Chamber of Mines
Mining financial statistics data released by Statistics SA confirms the tentative improvement in the SA mining sector’s financial conditions during 2016.

This however, comes off a very low base during 2015 and huge swings in the performance of the SA mining sector.

In 2016 rand terms, the sector’s profits before taxes improved by R19.6 billion (2013 to 2014), declined by R68 billion (2014 to 2015) and improved again, according to the latest data by R72.2 billion (2015 to 2016).

This brings the sector virtually on par with its position in 2014.

The pattern of stagnant profitability seems to have established itself over the years since 2012, however. SA mining sector profits before taxes were below the average for the last eight years during every quarter since the middle of 2012, barring the last quarter of 2016.The trend line seems to be improving though.

This trend is encouraging but will have to continue for the sector to regain its growth potential. It seems to have been the result of positive leading indicator trends as well as massive adjustments within the mining sector to ensure survival.

Despite uncertainties regarding the direction of every one of the leading indicators, it is worthwhile restating their patterns:

  • World economic growth seems to be recovering, albeit slow and varied in different markets for mining commodities.
  • Commodity prices in general seem to have gone past the bottom of their cycles and clearly had an impact on company performances, due to the ‘windfall’ effect of better prices.
  • The next indicator that should respond is mining production but which has not improved in any significant way. Mining production is still 15% below the peak in 2005 and seems to be moving in a band of 10% to 15% below the peak level. Over the last 12 months, production declined by 4.5% (as at January 2017). There is some hope though; January 2017 production was nearly 2% better than December 2016 and over 2% better than during January last year. These short term improvements will have to continue for the trend to turn positive.
  • The next indicator to monitor would be employment numbers (company employment survey data to be released on Monday). Although the latest quarterly labour force survey (collected amongst households) data indicated continuous decline, comparisons between the two sources indicate wild fluctuations. It is hoped that the company data will be more positive.
  • Both employment numbers and gross fixed capital formation spending indicate whether companies have more confidence in future prospects. According to Statistics SA and the SA Reserve Bank, mining fixed investment declined in 2016 by 3.7% on 2015, which is not good news. However, the release by Statistics SA shows that the fourth quarter capital expenditure was almost on par with a year ago, and may indicate that a lower turning point has been reached. Net investment is still declining.

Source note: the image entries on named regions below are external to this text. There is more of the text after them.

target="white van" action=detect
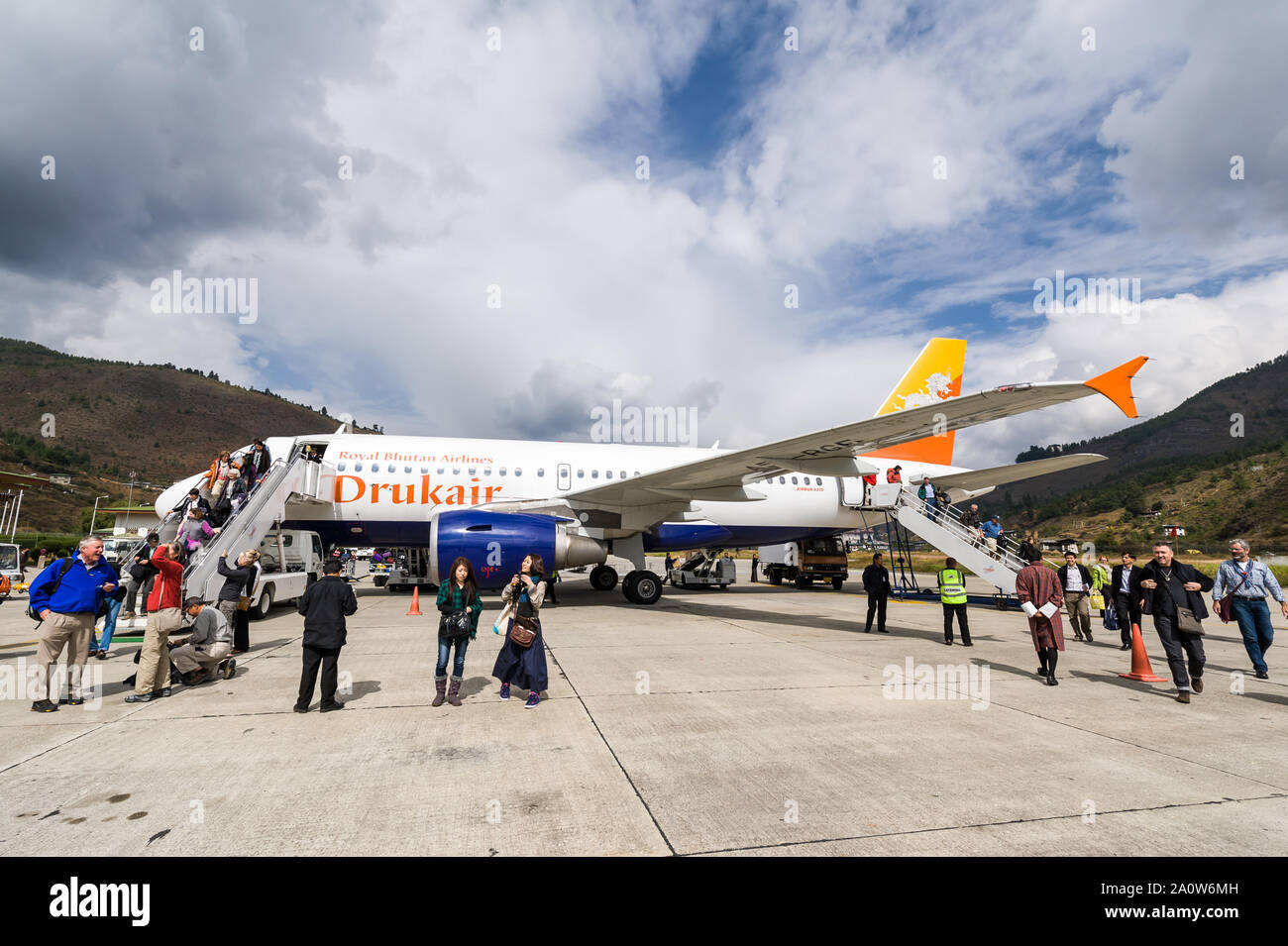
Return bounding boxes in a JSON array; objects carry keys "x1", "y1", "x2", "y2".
[{"x1": 250, "y1": 529, "x2": 326, "y2": 618}]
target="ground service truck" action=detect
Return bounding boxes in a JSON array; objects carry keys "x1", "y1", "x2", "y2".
[{"x1": 760, "y1": 536, "x2": 850, "y2": 590}]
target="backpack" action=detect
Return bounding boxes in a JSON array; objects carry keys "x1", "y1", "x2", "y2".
[{"x1": 27, "y1": 555, "x2": 76, "y2": 624}]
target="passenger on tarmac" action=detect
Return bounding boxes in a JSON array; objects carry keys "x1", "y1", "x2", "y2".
[
  {"x1": 175, "y1": 506, "x2": 218, "y2": 562},
  {"x1": 216, "y1": 549, "x2": 261, "y2": 657},
  {"x1": 170, "y1": 486, "x2": 210, "y2": 516},
  {"x1": 27, "y1": 536, "x2": 117, "y2": 713},
  {"x1": 1212, "y1": 539, "x2": 1288, "y2": 680},
  {"x1": 295, "y1": 559, "x2": 358, "y2": 713},
  {"x1": 242, "y1": 440, "x2": 273, "y2": 483},
  {"x1": 125, "y1": 542, "x2": 183, "y2": 702},
  {"x1": 121, "y1": 532, "x2": 161, "y2": 620},
  {"x1": 1015, "y1": 546, "x2": 1064, "y2": 686},
  {"x1": 917, "y1": 476, "x2": 935, "y2": 519},
  {"x1": 440, "y1": 556, "x2": 483, "y2": 706},
  {"x1": 863, "y1": 552, "x2": 891, "y2": 635},
  {"x1": 1138, "y1": 542, "x2": 1214, "y2": 702},
  {"x1": 170, "y1": 597, "x2": 237, "y2": 686},
  {"x1": 939, "y1": 559, "x2": 975, "y2": 648},
  {"x1": 980, "y1": 516, "x2": 1002, "y2": 559},
  {"x1": 1056, "y1": 552, "x2": 1092, "y2": 644},
  {"x1": 492, "y1": 554, "x2": 550, "y2": 709}
]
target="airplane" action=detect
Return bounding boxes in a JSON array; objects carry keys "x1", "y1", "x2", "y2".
[{"x1": 156, "y1": 339, "x2": 1147, "y2": 605}]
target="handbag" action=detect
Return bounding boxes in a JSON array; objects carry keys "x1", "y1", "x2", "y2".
[
  {"x1": 1216, "y1": 562, "x2": 1252, "y2": 624},
  {"x1": 510, "y1": 614, "x2": 537, "y2": 648},
  {"x1": 438, "y1": 611, "x2": 471, "y2": 637},
  {"x1": 1163, "y1": 569, "x2": 1203, "y2": 637}
]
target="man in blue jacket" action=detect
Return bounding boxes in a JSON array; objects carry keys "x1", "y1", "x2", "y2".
[{"x1": 29, "y1": 536, "x2": 117, "y2": 713}]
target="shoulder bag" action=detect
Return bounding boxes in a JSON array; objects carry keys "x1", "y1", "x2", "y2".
[
  {"x1": 1163, "y1": 569, "x2": 1203, "y2": 637},
  {"x1": 1216, "y1": 562, "x2": 1252, "y2": 624}
]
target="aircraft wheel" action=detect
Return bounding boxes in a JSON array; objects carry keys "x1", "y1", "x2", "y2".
[
  {"x1": 622, "y1": 569, "x2": 662, "y2": 605},
  {"x1": 590, "y1": 565, "x2": 617, "y2": 590},
  {"x1": 255, "y1": 584, "x2": 273, "y2": 620}
]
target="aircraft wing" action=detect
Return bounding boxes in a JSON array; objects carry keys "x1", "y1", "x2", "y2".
[
  {"x1": 563, "y1": 357, "x2": 1146, "y2": 508},
  {"x1": 931, "y1": 453, "x2": 1109, "y2": 491}
]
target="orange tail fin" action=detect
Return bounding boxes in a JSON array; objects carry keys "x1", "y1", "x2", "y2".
[{"x1": 866, "y1": 339, "x2": 966, "y2": 466}]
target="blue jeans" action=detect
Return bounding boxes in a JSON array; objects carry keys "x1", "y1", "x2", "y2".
[
  {"x1": 89, "y1": 597, "x2": 121, "y2": 650},
  {"x1": 1234, "y1": 596, "x2": 1275, "y2": 674},
  {"x1": 434, "y1": 635, "x2": 471, "y2": 677}
]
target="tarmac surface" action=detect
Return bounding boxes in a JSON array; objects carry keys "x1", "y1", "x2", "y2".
[{"x1": 0, "y1": 562, "x2": 1288, "y2": 856}]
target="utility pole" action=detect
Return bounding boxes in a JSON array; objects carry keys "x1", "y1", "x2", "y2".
[{"x1": 89, "y1": 495, "x2": 107, "y2": 536}]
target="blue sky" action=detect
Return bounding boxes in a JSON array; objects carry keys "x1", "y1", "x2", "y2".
[{"x1": 0, "y1": 0, "x2": 1288, "y2": 465}]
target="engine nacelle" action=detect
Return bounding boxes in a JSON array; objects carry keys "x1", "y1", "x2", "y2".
[{"x1": 429, "y1": 510, "x2": 597, "y2": 588}]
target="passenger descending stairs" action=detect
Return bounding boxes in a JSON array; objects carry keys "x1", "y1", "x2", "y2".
[
  {"x1": 183, "y1": 447, "x2": 322, "y2": 601},
  {"x1": 894, "y1": 490, "x2": 1027, "y2": 594}
]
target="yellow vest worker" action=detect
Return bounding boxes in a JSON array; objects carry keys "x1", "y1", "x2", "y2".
[
  {"x1": 939, "y1": 559, "x2": 974, "y2": 648},
  {"x1": 939, "y1": 569, "x2": 966, "y2": 605}
]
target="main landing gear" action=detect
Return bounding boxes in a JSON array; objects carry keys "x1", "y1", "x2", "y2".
[{"x1": 590, "y1": 565, "x2": 662, "y2": 605}]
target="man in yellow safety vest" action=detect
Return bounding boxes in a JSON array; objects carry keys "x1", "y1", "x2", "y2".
[{"x1": 939, "y1": 559, "x2": 973, "y2": 648}]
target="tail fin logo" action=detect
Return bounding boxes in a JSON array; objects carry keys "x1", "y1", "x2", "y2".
[{"x1": 867, "y1": 339, "x2": 966, "y2": 466}]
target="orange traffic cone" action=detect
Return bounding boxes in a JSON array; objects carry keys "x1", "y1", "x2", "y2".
[{"x1": 1118, "y1": 624, "x2": 1167, "y2": 683}]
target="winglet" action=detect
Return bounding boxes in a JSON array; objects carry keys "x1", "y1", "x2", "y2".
[{"x1": 1082, "y1": 356, "x2": 1149, "y2": 417}]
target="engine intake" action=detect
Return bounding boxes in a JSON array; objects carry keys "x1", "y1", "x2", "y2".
[{"x1": 429, "y1": 510, "x2": 608, "y2": 588}]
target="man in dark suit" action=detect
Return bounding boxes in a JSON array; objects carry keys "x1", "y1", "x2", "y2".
[
  {"x1": 1056, "y1": 552, "x2": 1091, "y2": 644},
  {"x1": 863, "y1": 552, "x2": 890, "y2": 635},
  {"x1": 1140, "y1": 542, "x2": 1212, "y2": 702},
  {"x1": 295, "y1": 559, "x2": 358, "y2": 713},
  {"x1": 1105, "y1": 552, "x2": 1141, "y2": 650}
]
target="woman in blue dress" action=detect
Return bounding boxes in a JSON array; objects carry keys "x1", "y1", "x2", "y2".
[{"x1": 492, "y1": 555, "x2": 550, "y2": 709}]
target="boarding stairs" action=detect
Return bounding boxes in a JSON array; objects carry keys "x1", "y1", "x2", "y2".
[
  {"x1": 183, "y1": 447, "x2": 325, "y2": 601},
  {"x1": 868, "y1": 484, "x2": 1027, "y2": 594}
]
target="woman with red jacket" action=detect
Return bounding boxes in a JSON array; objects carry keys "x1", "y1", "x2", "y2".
[{"x1": 125, "y1": 542, "x2": 183, "y2": 702}]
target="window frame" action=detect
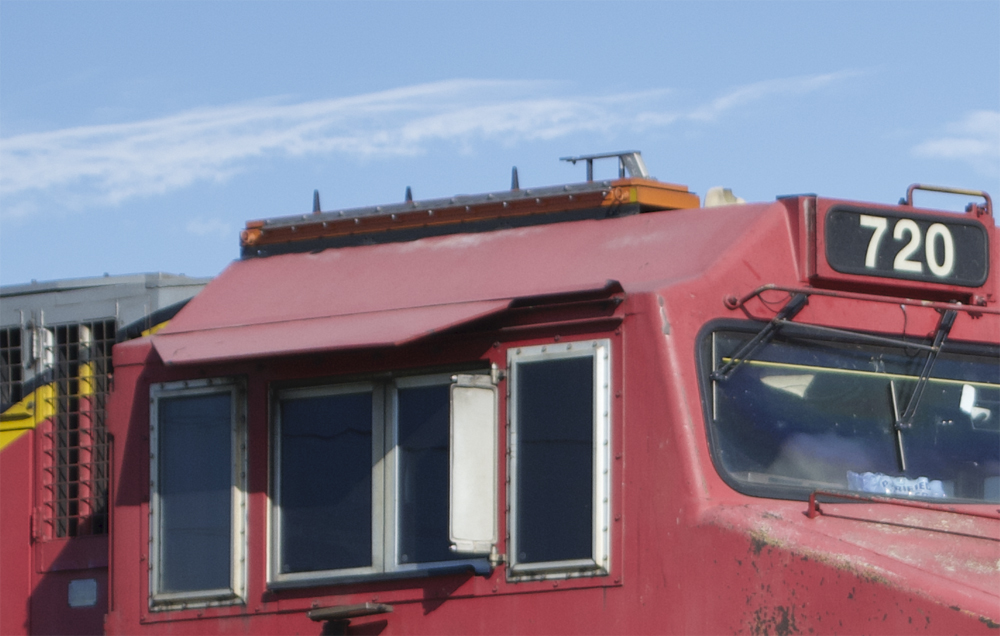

The Chamber of Mines chief economist Henk Langenhoven, states that “despite the uncertainties of the direction and sustainability of world commodity prices improving, as well as the domestic cost and policy pressures and uncertainties, it does seem that ‘green shoots’ of improvements during 2017 are there if one cares to look carefully.”

“If one imagines ‘waves’ or leading indicator ‘cycles’ for the mining sector, then the clarification above shows where signs of improvement are visible, and which next ones to watch out for that will invoke more confidence in recovery in the mining sector in the months to come.”